Rutina de ejercicios para “flojitas”.


Te trauma saber que tienes que hacer ejercicio. Sin embargo sabes que es importante hacerlo y quieres lucir un cuerpazo, pero no estas acostumbrada a realizarlo, debes empezar poco a poco para crear una condición física e ir aumentándola; después tendrás que mantenerla.

Recuerda que más vale tarde que nunca, así que si ya estás leyendo esto vas por buen camino. Y como necesitas motivación, te conviene ir a un gimnasio.
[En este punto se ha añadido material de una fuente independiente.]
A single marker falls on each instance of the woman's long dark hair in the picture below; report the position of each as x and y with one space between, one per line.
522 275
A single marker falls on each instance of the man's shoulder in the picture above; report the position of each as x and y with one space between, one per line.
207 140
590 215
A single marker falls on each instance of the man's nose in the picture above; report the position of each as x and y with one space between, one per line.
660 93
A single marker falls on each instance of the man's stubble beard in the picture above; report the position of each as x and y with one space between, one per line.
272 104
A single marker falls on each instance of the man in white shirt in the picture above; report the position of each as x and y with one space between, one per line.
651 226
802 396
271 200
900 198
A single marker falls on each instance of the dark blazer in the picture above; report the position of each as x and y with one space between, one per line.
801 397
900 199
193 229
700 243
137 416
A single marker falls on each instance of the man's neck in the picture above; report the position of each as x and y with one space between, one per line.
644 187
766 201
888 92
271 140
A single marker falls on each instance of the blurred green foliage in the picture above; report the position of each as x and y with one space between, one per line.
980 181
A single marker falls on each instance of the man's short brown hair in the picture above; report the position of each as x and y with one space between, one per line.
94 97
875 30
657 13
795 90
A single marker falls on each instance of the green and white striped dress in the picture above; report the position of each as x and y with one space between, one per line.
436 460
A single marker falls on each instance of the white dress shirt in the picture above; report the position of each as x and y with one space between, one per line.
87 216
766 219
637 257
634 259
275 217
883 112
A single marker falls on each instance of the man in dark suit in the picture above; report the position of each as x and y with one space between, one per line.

  • Para ti que empiezas de cero
    Y tú también. Solamente necesitas hacer de 20 a 30 minutos de ejercicio, tres o cuatro veces por semana, para descubrir los beneficios del deporte. Cuando veas resultados, más o menos en un mes, no querrás dejarlo.
  • Esa grasita terca.
  • Atácala en el gimnasio, haciendo 5 minutos en la bicicleta fija, en la escaladora y en la caminadora. ¡Qué buen comienzo! Después, qué tal una nadadita ligera de pecho, combinada con estilo libre (se vale hasta de perrito). Otro día, te conviene meterte a una clase de aeróbics para principiantes (no querrás terminar infartada). Pídele a la maestra que te dé consejos sobre cómo aprovechar las clases al máximo e ir aumentando tu condición.
  • Antes de intentar atacar las áreas problema, puedes perderle el miedo al ejercicio andando en bicicleta en un parque bonito, caminando a paso rápido durante 20 minutos o media hora, acompañada de una amiga, o bailando en un antro. Si le echas ganas a los pasos, puedes quemar hasta 350 calorías por hora, además de beneficiar a tus pompas y a tus piernas.
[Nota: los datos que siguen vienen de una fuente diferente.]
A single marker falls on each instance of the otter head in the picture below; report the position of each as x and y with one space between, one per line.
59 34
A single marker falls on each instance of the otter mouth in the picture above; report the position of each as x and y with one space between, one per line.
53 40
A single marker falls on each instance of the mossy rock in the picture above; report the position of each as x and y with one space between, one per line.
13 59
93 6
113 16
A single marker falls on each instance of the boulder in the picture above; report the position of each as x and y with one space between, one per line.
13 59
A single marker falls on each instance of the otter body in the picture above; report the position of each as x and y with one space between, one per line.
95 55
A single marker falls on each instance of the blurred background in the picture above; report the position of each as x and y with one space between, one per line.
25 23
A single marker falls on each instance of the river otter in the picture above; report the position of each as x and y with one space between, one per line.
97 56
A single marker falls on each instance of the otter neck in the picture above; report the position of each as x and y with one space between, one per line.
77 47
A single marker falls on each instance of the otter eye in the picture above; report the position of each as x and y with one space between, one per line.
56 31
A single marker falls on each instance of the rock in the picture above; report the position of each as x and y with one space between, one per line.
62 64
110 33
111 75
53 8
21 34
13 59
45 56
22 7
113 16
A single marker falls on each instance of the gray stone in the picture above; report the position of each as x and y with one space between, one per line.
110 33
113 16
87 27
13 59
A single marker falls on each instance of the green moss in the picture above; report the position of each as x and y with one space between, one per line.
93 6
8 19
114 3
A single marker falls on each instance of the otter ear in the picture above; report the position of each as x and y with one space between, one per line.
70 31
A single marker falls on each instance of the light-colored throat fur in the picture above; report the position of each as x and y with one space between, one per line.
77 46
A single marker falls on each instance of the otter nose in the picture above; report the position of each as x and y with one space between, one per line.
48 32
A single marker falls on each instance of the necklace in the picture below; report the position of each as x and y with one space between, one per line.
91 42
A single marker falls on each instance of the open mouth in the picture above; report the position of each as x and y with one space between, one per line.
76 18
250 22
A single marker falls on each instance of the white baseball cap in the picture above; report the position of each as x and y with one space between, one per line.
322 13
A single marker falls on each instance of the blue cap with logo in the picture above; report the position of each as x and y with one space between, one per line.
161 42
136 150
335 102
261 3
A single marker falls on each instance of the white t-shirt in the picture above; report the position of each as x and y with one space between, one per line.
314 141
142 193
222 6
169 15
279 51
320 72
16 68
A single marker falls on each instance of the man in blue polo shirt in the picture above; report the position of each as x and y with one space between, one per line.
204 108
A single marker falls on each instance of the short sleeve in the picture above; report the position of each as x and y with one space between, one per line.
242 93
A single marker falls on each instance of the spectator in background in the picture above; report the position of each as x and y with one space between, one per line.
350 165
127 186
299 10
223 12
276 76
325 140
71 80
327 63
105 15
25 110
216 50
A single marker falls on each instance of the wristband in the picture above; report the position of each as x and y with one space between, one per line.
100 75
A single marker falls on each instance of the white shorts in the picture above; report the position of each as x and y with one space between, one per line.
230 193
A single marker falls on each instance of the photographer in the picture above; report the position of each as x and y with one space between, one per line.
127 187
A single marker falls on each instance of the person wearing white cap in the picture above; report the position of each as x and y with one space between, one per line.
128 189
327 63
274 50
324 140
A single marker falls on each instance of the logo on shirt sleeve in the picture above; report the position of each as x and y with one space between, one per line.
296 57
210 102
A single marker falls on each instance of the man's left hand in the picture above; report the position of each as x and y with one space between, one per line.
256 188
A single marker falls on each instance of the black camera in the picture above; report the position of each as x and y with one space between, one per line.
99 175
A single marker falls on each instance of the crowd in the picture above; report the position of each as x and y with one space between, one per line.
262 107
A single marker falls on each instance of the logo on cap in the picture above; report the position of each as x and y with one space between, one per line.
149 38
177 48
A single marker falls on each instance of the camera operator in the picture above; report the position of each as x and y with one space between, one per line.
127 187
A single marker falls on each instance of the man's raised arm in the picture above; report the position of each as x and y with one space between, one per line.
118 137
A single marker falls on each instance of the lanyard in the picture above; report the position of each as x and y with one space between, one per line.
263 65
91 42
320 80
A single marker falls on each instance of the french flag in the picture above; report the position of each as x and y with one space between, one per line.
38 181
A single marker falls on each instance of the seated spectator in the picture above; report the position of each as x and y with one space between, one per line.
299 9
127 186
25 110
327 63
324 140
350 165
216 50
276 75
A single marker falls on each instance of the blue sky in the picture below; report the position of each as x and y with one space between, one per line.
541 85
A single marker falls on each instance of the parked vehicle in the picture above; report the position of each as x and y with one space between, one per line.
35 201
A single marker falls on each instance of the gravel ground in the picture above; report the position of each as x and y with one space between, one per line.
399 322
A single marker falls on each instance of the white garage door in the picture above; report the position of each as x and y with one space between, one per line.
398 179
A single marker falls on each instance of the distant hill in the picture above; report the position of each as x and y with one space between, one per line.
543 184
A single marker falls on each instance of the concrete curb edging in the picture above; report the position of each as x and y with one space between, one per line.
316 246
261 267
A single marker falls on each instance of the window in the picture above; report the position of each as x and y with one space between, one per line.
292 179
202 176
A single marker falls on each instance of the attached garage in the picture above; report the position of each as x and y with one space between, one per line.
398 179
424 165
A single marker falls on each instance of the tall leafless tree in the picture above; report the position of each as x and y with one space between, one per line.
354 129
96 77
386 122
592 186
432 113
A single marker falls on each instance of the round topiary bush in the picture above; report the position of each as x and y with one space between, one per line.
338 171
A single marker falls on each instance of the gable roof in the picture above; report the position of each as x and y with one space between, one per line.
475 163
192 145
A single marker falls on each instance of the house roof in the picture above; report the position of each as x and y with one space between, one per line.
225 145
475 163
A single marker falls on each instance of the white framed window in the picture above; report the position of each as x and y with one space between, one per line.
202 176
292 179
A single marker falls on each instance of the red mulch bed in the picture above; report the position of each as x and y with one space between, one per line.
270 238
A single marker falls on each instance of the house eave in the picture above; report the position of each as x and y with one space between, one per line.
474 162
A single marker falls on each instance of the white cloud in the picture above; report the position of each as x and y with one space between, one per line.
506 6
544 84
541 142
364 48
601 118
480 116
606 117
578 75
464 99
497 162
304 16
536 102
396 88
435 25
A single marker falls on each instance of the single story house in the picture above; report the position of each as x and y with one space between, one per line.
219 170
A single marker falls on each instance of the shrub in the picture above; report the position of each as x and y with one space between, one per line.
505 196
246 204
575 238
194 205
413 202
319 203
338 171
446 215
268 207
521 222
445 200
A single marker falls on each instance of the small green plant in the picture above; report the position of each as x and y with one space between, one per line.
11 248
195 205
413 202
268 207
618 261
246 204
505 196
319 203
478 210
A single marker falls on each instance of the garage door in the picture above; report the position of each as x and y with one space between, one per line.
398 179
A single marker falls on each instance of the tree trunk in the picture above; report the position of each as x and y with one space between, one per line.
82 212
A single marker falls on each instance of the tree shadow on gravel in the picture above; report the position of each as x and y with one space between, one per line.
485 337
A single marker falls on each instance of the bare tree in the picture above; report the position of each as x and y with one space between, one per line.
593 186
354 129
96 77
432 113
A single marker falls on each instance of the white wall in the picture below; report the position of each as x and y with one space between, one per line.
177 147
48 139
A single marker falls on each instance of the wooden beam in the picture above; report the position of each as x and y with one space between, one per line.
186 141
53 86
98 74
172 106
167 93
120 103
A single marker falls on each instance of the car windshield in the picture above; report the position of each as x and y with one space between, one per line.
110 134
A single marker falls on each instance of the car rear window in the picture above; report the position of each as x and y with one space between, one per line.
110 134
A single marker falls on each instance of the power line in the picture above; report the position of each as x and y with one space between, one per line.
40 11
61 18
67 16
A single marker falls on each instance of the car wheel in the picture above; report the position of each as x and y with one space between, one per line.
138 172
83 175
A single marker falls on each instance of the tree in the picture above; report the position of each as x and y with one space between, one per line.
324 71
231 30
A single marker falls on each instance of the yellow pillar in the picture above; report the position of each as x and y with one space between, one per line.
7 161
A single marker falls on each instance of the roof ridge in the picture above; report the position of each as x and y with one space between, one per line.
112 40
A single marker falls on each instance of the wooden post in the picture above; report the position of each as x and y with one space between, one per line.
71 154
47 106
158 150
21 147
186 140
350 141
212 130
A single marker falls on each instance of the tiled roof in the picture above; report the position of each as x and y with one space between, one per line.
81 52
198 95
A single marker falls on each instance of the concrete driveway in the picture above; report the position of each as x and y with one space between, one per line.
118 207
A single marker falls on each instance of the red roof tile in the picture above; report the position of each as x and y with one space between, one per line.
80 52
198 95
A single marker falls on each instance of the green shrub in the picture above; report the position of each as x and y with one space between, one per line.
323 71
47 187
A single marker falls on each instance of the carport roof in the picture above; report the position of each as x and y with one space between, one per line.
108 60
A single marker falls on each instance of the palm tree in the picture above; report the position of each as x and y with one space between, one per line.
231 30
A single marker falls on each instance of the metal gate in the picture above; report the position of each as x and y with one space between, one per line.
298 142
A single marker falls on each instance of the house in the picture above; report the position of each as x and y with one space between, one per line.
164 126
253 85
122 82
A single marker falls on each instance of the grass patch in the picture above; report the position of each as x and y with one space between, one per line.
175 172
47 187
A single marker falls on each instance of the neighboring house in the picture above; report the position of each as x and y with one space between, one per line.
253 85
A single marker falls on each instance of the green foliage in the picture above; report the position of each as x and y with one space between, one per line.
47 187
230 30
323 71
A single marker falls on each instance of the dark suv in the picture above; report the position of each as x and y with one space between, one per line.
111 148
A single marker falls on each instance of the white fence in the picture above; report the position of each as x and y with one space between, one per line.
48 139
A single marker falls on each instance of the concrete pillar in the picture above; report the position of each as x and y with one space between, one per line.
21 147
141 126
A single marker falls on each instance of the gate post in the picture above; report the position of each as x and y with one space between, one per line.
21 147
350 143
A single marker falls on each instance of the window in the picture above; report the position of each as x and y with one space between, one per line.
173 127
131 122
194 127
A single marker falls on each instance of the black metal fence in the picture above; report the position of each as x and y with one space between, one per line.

  • Para acostumbrar a tus brazos al ejercicio, usa una silla en casa y estira los brazos hasta agarrar el respaldo; dobla las rodillas y acércate a la silla lentamente, doblando los codos y manteniendo el abdomen apretado. Regresa a la posición inicial y repite 15 veces.
  • El abdomen será el área más dolorosa al principio, pero los resultados te estimularán. Debes hacer abdominales, pero doblando las piernas a la altura de las rodillas para acercar tu pecho hasta ellas, con los brazos detrás de la cabeza. Haz 15 repeticiones.
  • Las pompas y las piernas te agradecerán las sentadillas. Para asegurarte de que las estás haciendo bien, coloca una silla detrás de ti y haz como si te fueras a sentar en ella; nada más toca el asiento un segundo con las pompas y vuelve a subir. Haz 15 repeticiones.